Surfista que melhor encarnou o espírito de excesso dos anos 70, Bunker Spreckles tem sua memória resgatada em um fantástico livro da Taschen

Dândi, reencarnação de príncipe havaiano, menino prodígio do surf, milionário aos 21 anos, Bunker Spreckles teve uma vida curta, cheia de excessos. Enteado do ator Clark Gable e neto do barão do açúcar Claus Spreckles, que introduziu a cultura da cana no arquipélago havaiano, Bunker desde cedo aprendeu a viver sob os holofotes da mídia e a manipulá-la como poucos, a ponto de contratar seus próprios fotógrafos para acompanhar suas aventuras pelo mundo. Sua história é contada em primeira pessoa no livro Spreckles, surfing’s divine prince of decadence, lançado pela Taschen.

Nascido em 1949, Bunker aprendeu a pegar ondas cedo, quando morava no Havaí. Por seu avô ter apoiado o último monarca havaiano, rei David Kalakaua, pôde aprender os segredos da cultura local vetados aos estrangeiros comuns, entre eles o surf, o esporte dos reis, já que velhos kahunas o proclamaram a reencarnação de um príncipe local.

Adolescente, voltou ao continente, onde desenvolveu seu surf nas praias da Califórnia. Aos 18, deu as costas à fortuna da família e foi morar no North Shore da ilha de Oahu, um lugar ainda virgem em plenos anos 60, vivendo de construir pranchas e de surfar o máximo que podia. Quando começou a ser notado pela imprensa mesmo no Havaí, se retirou para ilhas mais afastadas.

Mas o surfista nômade e sem dinheiro no bolso tornou-se um herdeiro aos 21 anos, e a simplicidade deu lugar a um milionário excêntrico, sempre disposto a pôr os limites à prova e a mostrar tudo para o público.

Décadas antes da febre dos reality shows, Bunker Spreckles contratou uma equipe de fotógrafos e cinegrafistas para registrar todos os seus passos, para o documentário The player, alter ego que acabou tomando conta de seu criador. Durante as filmagens, ficou evidente seu talento para arrumar confusão. Em 1975, ele rumou para a África do Sul em meio ao apartheid, confraternizou com os moradores negros e arranjou encrenca com a polícia branca, que quase o prendeu três vezes por porte de maconha. No meio da edição do documentário, em 1977, Bunker morreu, aos 27 anos, oficialmente “de causas naturais”, versão difícil de acreditar.

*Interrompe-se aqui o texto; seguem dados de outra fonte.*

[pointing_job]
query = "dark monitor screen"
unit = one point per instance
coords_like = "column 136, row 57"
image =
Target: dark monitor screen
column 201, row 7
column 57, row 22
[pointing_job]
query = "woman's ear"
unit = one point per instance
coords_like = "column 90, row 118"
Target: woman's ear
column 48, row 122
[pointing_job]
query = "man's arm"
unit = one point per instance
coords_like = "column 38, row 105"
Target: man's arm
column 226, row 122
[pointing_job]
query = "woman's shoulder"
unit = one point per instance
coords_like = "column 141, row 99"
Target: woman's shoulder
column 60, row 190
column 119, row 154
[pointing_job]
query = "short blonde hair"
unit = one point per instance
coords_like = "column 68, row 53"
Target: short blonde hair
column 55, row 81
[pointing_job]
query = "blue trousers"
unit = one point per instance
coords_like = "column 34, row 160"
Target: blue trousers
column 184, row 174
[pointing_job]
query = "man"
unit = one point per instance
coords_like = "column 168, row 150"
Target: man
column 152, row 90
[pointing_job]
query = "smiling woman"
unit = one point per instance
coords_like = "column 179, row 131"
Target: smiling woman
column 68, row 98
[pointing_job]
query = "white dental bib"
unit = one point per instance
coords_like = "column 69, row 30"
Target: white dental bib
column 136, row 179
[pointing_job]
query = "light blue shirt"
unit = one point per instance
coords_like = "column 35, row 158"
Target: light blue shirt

Entre a equipe contratada para registrar cada segundo do surfista que melhor encarnou os excessos do rock’n’roll dos anos 70 estava o fotógrafo de surf Art Brewer. São suas fotos que dão corpo ao livro da Taschen, junto com uma longa entrevista dada ao co-roteirista de Dogtown and Z-Boys, C. R. Stecyk III, um mês antes de Bunker morrer. Abaixo, os melhores trechos da entrevista gentilmente cedida pela Taschen:

Como você reage ao fato de ser chamado de pessoa mais decadente do surf? Eu suponho que é razoavelmente satisfatório ter esse tipo de reputação, porque eu a construí sozinho, sem a ajuda de marqueteiros, fabricantes ou shapers.

Como você se vê no panteão do surf hoje? Se você puser na água, em Sunset, todo mundo que é alguém hoje e se houver boas ondas por lá, acho que, se for o meu dia, posso surfar tão bem quanto qualquer um, se não melhor. Ainda me sinto capaz de fazer isso, de surfar desse jeito. Mas o negócio sobre como eu surfo é que nunca fui muito regular. Porque sempre tinha problemas que não me deixavam ter regularidade na água. Coisas aconteceram comigo ligadas a drogas, mulheres ou violência física que me impediram de manter sempre uma performance de primeira classe.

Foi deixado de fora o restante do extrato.